Musikclip als Auseinandersetzung mit der eigenen Vergangenheit
Ein Bluescreen mit Störstreifen und das Geräusch einer Videokassette, die in den Recorder eingelegt wird – der Blick in die Vergangenheit: Zwei Kinder sitzen auf einem geparkten Moped, das an einer Hauswand steht, drinnen hockt eine Familie am Boden um mit Essen gefüllten Schüsseln. Der Zeitstempel des Videos zeigt das Datum 9. März 1998. Mit diesen alten VHS-Schnipseln beginnt das melancholische Musikvideo "Motherland" von der Berliner Singer-Songwriterin Another Nguyen – ein Pseudonym, das gekonnt damit spielt, dass der vietnamesische Familienname zwar einer der häufigsten der Welt, sie aber anders ist.

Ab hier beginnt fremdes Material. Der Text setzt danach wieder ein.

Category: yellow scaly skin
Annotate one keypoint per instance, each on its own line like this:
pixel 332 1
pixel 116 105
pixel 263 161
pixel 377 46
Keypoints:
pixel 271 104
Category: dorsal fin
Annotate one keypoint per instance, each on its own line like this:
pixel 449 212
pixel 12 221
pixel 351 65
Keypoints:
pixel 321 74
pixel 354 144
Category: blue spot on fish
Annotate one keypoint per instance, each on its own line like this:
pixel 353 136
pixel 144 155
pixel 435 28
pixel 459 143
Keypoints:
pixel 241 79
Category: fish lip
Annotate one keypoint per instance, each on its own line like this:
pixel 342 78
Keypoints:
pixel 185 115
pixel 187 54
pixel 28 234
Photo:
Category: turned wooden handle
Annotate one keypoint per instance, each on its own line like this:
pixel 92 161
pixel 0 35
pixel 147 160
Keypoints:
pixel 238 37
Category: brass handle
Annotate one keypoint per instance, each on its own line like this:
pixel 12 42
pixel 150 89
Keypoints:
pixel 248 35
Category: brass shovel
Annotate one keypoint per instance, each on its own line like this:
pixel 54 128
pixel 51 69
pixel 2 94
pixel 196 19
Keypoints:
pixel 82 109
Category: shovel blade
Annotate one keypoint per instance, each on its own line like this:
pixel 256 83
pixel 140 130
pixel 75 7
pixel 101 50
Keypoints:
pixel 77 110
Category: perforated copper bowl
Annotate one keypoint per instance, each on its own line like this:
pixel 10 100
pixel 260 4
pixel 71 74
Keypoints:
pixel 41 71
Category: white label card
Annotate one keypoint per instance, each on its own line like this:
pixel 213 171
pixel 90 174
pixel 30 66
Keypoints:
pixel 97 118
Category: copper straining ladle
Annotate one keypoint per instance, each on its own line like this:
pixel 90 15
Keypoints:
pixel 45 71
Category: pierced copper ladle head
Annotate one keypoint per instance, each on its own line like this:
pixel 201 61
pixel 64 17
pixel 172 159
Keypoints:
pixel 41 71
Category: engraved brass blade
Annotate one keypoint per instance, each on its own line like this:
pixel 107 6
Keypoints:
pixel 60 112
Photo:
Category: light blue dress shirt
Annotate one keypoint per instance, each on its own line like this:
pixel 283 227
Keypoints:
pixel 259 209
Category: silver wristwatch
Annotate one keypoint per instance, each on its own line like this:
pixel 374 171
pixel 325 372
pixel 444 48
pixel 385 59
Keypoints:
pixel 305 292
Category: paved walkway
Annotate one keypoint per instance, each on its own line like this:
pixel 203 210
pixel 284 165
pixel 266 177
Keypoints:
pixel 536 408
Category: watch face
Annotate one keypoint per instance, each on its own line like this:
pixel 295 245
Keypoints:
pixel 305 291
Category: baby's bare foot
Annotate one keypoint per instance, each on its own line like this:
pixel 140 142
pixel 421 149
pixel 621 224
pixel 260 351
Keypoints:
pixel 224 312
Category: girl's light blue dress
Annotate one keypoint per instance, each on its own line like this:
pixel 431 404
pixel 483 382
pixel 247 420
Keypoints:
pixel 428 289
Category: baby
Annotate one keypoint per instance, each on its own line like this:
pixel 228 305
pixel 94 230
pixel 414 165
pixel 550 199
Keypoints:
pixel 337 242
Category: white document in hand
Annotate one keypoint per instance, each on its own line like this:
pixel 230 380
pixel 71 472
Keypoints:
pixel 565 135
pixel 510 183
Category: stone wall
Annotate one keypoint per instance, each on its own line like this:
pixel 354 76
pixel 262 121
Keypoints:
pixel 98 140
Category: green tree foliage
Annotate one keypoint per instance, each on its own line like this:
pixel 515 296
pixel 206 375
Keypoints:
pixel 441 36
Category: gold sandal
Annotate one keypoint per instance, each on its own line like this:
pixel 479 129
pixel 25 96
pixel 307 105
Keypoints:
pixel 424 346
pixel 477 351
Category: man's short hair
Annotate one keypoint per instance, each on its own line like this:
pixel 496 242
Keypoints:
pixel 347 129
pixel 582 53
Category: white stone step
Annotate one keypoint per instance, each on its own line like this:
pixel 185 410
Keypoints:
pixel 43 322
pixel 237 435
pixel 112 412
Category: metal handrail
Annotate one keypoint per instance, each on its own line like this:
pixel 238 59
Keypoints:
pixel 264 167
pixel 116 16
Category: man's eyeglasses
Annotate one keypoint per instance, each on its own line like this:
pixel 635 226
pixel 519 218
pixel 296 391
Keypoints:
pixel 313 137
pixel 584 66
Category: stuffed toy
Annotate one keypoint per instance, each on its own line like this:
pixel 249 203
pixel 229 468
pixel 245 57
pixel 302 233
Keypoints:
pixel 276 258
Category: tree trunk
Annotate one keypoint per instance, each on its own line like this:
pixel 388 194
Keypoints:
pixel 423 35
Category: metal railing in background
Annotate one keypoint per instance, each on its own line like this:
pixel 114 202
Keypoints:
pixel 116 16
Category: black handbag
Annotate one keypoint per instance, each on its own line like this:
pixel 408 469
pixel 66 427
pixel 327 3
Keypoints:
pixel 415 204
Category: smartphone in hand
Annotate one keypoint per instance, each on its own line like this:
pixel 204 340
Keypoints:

"Motherland" behandelt die seelische Zerrissenheit in einem Leben zwischen zwei Kulturen. In ihrem Song sucht die Künstlerin nach einer Versöhnung mit sich selbst und ihren migrantischen Wurzeln. Das kleine Mädchen mit den schwarzen Haaren und den Händen am Lenkrad heißt Ngoc Anh Nguyen. Sie ist damals gerade sechs Jahre alt. Für eine lange Zeit wird das ihr letzter Besuch im Heimatland ihrer Eltern Vietnam bleiben. Ihre Mutter und ihr Vater haben ihrem Dorf im Umland von Hanoi schon Jahre zuvor den Rücken gekehrt, um als Vertragsarbeiter in die ehemalige DDR zu gehen – sie als Näherin, er als Arbeiter in einem Kraftfahrzeugwerk.
So wird Ngoc Anh Nguyen, geboren 1992, im sächsischen Boxberg bei Weißwasser groß. In dem Ort mit damals 1.000 Einwohnern sind sie lange die einzige vietnamesische Familie. Nach der Wiedervereinigung verdienen die Eltern ihr Geld mit einem Imbiss-Stand auf dem Wochenmarkt oder verkaufen Essen auf Dorffesten.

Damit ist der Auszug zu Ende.